People across the United States are seeking alternatives to conventional energy sources. Motivations vary from concerns over global warming to increasing energy independence, and hedging against rising fuel costs to because it is chic to be green.

Advances in solar technology have made photovoltaics a much sought after energy alternative.

But a 2008 study by the National Renewable Energy Laboratory found that less than 27% of residential rooftops are suitable for hosting an on site photovoltaic system, after taking into consideration structural, shading, and ownership issues.

Today, most states have laws that preclude “community solar” projects. That is, most consumers of electricity are not, today, permitted to aggregate their purchase of photovoltaic generated electricity with others, except through their electric power utility.

A recent federal government inventory found less than 81 megawatts of community solar projects in total (versus over 4,400 megawatts of installed residential rooftop solar in the U.S.). Today there are only a handful of community projects actually producing power in Arizona, Colorado, California and Maryland.

But community solar appears poised to shine brightly.

State legislatures and public service commissions are beginning to authorize community solar, although faced with opposition from dinosaur monopoly utilities, many are pilot programs of limited megawatt scope like the pilot authorized earlier this year by Maryland House Bill 1087.

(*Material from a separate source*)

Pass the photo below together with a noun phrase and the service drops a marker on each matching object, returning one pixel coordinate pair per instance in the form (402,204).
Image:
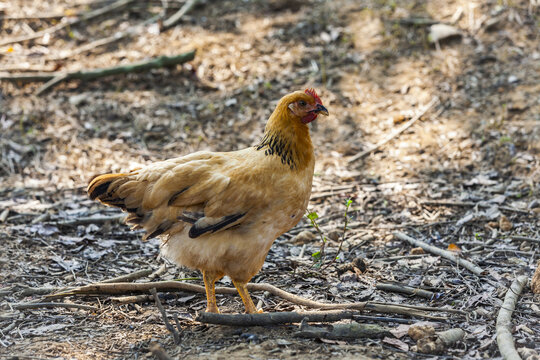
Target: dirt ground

There are many models for community solar and among those most discussed are: a utility sponsored model in which the regulated utility owns or operates a project that is open to voluntary ratepayer participation; a special purpose entity model in which individual investors join in a business enterprise to develop a community solar project; and a non-profit “buy a brick” model in which donors contribute to a community installation owned by a charitable non-profit corporation.

There are real opportunities in the Wild West business of community solar. Of course the allocation of costs and benefits will largely be driven by financial and tax considerations in this highly regulated area. And don’t forget the lawyers who in these mostly uncharted waters will have to offer advice about how the project structure addresses securities laws, utilities regulation, and the complexity of agreements between various project participants.

While there are LEED credits for on site and off site renewable energy (including that were achieved by 48% of LEED EBOM-2009 certified projects) those credits are not yet available for community solar. However, Baltimore City, one of the first jurisdictions in the nation to have a mandatory renewable energy requirement for all new construction does recognize community solar in its adoption of the IgCC.

The early winners in this new marketplace will likely be those that can balance the benefits and concerns related to the participation of electric companies, including investor-owned utilities, in community solar; can determine whether and how community solar or virtual net energy metering have a substantially different technical impact on the distribution system than traditional net energy metering; articulate and actually deliver on how community solar can help reduce the cost of compliance with state renewable energy portfolio standards; and ultimately resolve the impacts on energy costs, reliability, and cost allocation for ratepayers.

It is clear that there are opportunities in net metering aggregation, and it sells better to refer to this emergent marketplace innovation as community solar.